The global market in 2018 experienced high volatility, however, 2019 is expected to return to a relatively stable terrain. According to JP Morgan, there is a deceleration in growth momentum which is expected to end by midyear 2018 on account of policy changes that supports China easing and the Federal Reserve pausing.
The deployment of the Presidential Infrastructure Development Fund will play a key part of our infrastructure investment strategy for the year. Healthcare remains a focus area going forward with the implementation of next phase of diagnostic and treatment centres. The Board has also approved Gas industralisation as an area of focus. Increased focus and capital deployment in Infrastructure is likely to affect future returns.
What are the specific sectors that the Authority has invested in?
Within the year, the Authority committed significant capital across all three ring-fenced funds and gained traction within the Nigeria Infrastructure Fund (NIF) as commitments were being made on approved project/investment opportunities. With respect to the other funds, the Authority continued to operate a diverse and global investment portfolio of traditional and alternative assets.
The year was an eventful year with significant capital deployment in the priority sectors of Agriculture, Healthcare, Motorways and Power. Highlight of activities undertaken across the infrastructure sectors are provided as follows-
Agriculture: The agriculture sector remains a focus area to the Authority. Key programmes undertaken by the authority within the period under review included: Presidential Fertiliser Initiative (PFI). Continuing its role as programme manager, the NSIA sustained the implementation plans for the PFI. As at year end, an addition 5.5 million bags of NPK 20:10:10 fertilizer had been produced and sold in Nigeria bringing the total project output from inception to date at over 12 million bags. Furthermore, two additional blending plants were accredited in Kaduna and Zamfara respectively bringing the number of plants to 18 in total. With PFI, NSIA is helping to reduce input induced food price inflation.
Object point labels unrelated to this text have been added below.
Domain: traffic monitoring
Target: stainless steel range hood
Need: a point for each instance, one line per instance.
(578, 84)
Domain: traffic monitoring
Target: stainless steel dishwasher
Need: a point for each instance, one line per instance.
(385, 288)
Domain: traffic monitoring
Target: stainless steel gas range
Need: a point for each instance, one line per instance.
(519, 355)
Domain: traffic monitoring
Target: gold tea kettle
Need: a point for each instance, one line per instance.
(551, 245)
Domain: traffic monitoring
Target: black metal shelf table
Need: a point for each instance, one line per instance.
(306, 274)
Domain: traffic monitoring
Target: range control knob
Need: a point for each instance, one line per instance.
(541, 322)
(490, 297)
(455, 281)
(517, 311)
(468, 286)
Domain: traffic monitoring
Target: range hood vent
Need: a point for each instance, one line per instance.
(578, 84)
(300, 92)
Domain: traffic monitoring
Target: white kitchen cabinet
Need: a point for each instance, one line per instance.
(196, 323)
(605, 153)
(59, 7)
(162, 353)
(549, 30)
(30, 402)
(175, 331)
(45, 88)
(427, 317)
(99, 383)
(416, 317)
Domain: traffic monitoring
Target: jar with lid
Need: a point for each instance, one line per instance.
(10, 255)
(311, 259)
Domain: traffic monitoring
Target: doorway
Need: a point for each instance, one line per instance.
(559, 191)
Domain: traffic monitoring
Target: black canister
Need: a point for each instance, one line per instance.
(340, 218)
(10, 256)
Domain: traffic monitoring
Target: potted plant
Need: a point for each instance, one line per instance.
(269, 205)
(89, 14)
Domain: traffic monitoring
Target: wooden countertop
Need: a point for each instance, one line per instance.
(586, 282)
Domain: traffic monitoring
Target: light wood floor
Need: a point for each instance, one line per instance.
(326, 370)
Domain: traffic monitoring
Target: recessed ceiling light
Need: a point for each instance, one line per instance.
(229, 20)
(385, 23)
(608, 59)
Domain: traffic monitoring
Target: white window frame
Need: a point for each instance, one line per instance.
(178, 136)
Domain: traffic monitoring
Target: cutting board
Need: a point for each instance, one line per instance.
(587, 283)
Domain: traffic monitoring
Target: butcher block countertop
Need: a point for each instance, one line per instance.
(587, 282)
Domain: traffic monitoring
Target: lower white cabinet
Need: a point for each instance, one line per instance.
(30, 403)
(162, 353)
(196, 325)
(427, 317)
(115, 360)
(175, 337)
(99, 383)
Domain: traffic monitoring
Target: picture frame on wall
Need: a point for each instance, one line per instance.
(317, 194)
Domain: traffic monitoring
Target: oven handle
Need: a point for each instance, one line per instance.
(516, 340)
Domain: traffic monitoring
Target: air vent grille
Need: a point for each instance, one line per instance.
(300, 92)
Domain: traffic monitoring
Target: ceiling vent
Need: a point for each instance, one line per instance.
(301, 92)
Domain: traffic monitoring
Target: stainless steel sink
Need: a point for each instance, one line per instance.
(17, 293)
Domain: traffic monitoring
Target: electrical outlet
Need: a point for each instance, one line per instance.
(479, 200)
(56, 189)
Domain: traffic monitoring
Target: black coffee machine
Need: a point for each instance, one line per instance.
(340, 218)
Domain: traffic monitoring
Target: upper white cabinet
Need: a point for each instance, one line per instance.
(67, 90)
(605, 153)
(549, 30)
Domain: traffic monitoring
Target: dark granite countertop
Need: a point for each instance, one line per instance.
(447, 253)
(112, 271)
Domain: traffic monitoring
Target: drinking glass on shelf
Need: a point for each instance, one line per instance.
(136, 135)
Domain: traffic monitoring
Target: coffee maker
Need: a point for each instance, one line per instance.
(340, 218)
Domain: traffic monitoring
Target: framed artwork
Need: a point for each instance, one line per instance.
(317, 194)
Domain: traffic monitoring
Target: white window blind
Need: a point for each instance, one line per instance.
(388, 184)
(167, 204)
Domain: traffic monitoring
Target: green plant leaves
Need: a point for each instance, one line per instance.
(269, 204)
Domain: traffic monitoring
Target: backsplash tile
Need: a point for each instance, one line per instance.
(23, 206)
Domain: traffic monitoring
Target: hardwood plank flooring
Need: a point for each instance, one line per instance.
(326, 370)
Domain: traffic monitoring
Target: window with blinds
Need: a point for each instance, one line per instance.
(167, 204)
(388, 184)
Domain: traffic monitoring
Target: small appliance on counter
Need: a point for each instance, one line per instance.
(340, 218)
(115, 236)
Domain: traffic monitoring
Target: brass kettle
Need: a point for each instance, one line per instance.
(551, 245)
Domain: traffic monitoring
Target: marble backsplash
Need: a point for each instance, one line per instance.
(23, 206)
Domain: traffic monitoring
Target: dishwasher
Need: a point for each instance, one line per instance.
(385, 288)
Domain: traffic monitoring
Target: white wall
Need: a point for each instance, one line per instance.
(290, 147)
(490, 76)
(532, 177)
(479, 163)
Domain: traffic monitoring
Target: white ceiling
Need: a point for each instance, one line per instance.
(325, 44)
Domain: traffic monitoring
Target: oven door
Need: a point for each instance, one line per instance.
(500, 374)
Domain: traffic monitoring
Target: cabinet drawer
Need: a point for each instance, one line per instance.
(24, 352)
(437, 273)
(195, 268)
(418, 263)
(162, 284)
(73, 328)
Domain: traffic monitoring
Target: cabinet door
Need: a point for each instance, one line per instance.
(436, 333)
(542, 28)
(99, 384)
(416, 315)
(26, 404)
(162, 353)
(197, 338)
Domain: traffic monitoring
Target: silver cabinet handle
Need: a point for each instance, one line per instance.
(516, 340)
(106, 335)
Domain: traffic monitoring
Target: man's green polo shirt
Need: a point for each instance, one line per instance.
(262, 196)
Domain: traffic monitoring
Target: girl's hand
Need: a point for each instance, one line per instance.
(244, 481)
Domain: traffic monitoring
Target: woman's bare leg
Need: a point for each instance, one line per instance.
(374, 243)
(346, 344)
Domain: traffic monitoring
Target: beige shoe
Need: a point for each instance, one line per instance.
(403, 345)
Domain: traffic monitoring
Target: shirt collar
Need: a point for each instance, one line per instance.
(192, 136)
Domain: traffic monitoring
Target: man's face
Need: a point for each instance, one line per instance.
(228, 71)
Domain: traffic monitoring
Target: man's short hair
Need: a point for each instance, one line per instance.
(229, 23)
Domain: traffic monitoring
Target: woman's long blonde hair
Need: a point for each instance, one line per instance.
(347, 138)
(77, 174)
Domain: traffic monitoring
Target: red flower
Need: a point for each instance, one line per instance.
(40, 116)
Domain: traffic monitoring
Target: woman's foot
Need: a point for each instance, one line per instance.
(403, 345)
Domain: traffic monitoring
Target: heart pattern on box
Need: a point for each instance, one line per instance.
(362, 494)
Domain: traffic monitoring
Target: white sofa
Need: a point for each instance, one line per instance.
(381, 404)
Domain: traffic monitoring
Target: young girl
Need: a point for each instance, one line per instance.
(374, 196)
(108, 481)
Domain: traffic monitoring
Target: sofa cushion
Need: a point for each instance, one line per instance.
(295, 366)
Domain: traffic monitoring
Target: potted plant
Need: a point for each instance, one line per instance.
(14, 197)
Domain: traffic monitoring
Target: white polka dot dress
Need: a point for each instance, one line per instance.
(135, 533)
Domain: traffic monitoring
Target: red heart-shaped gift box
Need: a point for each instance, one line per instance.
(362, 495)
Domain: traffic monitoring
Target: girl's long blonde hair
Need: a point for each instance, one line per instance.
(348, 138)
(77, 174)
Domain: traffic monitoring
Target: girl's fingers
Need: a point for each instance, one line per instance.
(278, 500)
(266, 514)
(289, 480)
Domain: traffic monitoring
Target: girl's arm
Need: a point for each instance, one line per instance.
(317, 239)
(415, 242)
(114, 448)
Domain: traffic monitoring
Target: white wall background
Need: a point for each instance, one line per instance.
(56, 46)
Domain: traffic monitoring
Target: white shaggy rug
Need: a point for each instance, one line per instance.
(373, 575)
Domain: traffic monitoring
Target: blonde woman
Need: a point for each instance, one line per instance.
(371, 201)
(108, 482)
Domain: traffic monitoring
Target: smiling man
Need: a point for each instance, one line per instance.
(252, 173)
Novum Agric Industries Ltd : Under the UFF-NAIC Fund (a US$200 million 50-50 co-sponsored agriculture fund with UFF Agric Fund), NSIA acquired a fully integrated farm located in Panda, Nasarawa State. Development of the farm land has commenced. The Authority expect to start farming activities in late 2019 with the completion of irrigation facilities expected to be finalized in second half of 2019.
In key National Road Projects, following NSIA’s appointment as the programme manager of the PIDF, the Authority received the sum of US$650 million from the National Economic Council. Funds have already been disbursed for construction works on; (i) Lagos-Ibadan Expressway, (ii) Second Niger Bridge; and (iii) Abuja-Kaduna-Zaria-Kano Road. To date, NSIA has disbursed N77.6 billion under the PIDF programme. Other projects being undertaken under PIDF include Mambilla Hydro-Power Project and East West Road. NSIA’s involvement is principally to ensure an increased inland road stock while creating cross-country arterial roads to catalyze the flow of economic activities. The programme is an initiative of President Muhammadu Buhari which is designed to facilitate the rapid completion of key infrastructure projects that have been stalled for years.